It would amaze you how many things that are "common sense" for an entrepreneur are hard for someone sitting in their ivory tower.

This is not just a problem in economics. After I got out of Princeton with a PhD in Electrical Engineering, it amazed me just how orthogonal to the real world much of my adviser's academic work proved to be - I happened to land a job that directly dealt with one of his core areas of research, though I wasn't involved in that area during my PhD myself. My realization led me to write a paper that pointed out that his work was dealing in mathematical models that were not very relevant to the real world, which predictably led to our intellectual parting of ways.

I felt experience working as an engineer should be mandatory for anyone aspiring to be an engineering professor, yet you will find that most engineering faculty have never worked outside of academia.




Not arguing your underlying point, but the examples you chose are poor--all economists are well aware of the effects of a minimum wage, and of barriers to hiring/firing.

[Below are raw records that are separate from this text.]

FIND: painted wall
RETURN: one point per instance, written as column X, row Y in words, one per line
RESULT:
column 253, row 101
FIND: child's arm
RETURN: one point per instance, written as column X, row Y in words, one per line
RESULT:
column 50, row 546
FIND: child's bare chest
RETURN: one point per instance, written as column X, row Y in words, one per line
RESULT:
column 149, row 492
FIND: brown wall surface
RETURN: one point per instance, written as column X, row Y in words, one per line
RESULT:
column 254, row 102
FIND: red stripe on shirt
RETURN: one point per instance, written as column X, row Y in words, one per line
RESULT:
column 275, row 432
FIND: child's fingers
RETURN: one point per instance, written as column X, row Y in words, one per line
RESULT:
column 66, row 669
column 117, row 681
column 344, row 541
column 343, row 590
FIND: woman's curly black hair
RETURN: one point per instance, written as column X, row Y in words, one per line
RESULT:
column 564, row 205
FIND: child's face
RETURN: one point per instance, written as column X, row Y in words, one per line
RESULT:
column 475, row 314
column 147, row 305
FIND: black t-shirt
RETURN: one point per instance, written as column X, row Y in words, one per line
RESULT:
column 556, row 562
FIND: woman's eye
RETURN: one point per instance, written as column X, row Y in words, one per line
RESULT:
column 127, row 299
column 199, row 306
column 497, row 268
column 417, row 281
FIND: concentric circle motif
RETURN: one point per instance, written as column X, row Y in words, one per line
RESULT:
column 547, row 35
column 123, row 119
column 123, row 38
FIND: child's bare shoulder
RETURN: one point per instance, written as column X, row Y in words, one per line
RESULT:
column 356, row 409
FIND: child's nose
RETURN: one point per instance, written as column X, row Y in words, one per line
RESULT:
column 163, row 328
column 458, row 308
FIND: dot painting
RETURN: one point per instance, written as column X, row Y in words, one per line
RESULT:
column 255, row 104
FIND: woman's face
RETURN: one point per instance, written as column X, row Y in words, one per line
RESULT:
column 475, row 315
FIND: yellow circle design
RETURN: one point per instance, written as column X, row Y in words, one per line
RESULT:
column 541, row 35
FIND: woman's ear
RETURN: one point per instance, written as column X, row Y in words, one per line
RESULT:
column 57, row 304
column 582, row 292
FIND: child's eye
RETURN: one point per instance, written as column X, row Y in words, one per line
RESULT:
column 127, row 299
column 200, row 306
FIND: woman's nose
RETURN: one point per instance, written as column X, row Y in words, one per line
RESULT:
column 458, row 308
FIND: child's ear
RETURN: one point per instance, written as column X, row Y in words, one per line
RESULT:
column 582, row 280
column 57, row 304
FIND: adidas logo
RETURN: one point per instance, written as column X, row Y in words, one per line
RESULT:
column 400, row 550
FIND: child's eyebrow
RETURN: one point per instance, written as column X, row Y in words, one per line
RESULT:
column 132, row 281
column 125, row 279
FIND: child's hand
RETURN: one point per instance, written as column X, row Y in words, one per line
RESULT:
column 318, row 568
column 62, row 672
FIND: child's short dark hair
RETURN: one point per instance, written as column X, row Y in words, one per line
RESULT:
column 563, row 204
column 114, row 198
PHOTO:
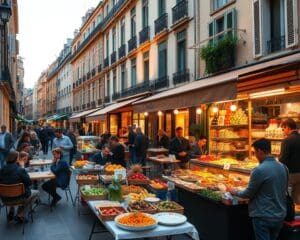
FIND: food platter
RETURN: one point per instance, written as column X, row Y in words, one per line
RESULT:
column 138, row 226
column 170, row 219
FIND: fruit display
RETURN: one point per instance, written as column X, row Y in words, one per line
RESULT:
column 158, row 184
column 141, row 206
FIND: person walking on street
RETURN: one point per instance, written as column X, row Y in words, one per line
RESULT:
column 6, row 143
column 266, row 192
column 64, row 143
column 290, row 156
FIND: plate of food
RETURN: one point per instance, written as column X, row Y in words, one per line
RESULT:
column 136, row 221
column 170, row 218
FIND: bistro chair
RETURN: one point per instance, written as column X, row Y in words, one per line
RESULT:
column 12, row 196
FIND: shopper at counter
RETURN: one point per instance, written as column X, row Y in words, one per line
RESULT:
column 266, row 192
column 180, row 147
column 290, row 156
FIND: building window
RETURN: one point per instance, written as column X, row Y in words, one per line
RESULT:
column 161, row 7
column 181, row 51
column 162, row 59
column 145, row 13
column 122, row 31
column 146, row 66
column 123, row 77
column 114, row 38
column 114, row 81
column 133, row 22
column 133, row 72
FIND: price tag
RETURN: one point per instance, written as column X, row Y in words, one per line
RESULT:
column 120, row 174
column 226, row 166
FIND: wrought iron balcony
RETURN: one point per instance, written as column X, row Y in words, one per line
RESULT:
column 161, row 23
column 138, row 88
column 182, row 76
column 144, row 34
column 276, row 44
column 159, row 83
column 132, row 44
column 113, row 57
column 180, row 11
column 122, row 51
column 106, row 62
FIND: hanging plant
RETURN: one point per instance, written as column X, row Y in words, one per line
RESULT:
column 219, row 55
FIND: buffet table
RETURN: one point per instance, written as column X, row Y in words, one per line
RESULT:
column 160, row 230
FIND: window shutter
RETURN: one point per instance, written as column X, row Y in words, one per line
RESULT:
column 257, row 40
column 290, row 23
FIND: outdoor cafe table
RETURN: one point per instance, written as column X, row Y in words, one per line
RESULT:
column 159, row 231
column 41, row 175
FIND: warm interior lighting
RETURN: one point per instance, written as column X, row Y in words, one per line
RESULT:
column 198, row 111
column 267, row 93
column 233, row 108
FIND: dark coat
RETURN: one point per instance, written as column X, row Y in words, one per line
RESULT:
column 118, row 156
column 61, row 172
column 177, row 146
column 290, row 152
column 12, row 174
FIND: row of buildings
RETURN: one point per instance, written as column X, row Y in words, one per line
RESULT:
column 155, row 63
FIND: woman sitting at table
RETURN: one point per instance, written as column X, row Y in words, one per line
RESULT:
column 60, row 169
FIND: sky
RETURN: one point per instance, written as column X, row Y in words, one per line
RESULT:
column 44, row 26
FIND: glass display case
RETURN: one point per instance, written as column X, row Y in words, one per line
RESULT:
column 87, row 144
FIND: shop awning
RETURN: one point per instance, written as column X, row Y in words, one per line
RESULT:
column 101, row 114
column 76, row 117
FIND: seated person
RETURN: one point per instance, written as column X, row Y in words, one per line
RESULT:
column 118, row 151
column 11, row 173
column 103, row 157
column 199, row 149
column 61, row 170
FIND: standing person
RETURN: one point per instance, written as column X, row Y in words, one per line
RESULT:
column 64, row 143
column 6, row 143
column 130, row 144
column 60, row 169
column 180, row 147
column 266, row 192
column 11, row 173
column 163, row 140
column 118, row 151
column 290, row 156
column 73, row 151
column 140, row 146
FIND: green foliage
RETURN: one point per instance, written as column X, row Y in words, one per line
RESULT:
column 219, row 55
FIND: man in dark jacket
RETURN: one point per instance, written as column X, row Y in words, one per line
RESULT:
column 11, row 173
column 140, row 146
column 6, row 143
column 290, row 156
column 118, row 151
column 180, row 147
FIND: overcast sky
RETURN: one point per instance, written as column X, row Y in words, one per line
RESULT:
column 44, row 26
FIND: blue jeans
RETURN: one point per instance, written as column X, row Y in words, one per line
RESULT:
column 266, row 229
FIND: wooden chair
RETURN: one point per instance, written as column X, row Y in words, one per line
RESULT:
column 12, row 196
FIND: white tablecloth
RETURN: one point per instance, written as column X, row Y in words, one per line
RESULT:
column 159, row 231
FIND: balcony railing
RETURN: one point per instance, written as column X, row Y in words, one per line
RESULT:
column 106, row 62
column 132, row 44
column 182, row 76
column 180, row 11
column 159, row 83
column 276, row 44
column 113, row 57
column 122, row 51
column 161, row 23
column 144, row 34
column 138, row 88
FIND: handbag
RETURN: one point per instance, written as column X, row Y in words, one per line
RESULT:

It's people with no background in economics who don't understand those things.


I would agree if you said "most economists" instead of "all". On the minimum wage, a couple of Princeton economists wrote a scholarly paper pointing out how that didn't suppress hiring (sorry, don't have a handy reference) or increase unemployment. On barriers to hiring/firing, I grant that most economists would agree they are bad.

On the other hand, Krugman himself has been a strong advocate of nationalized health care. Milton Friedman argued how the health care problem is really one of licensing regulations designed to maximize pay for doctors. Imagine an American Software Association that decides how many licenses to grant every year, and you need those credentials to be a hacker. Yes, Friedman addressed the "quack" argument too.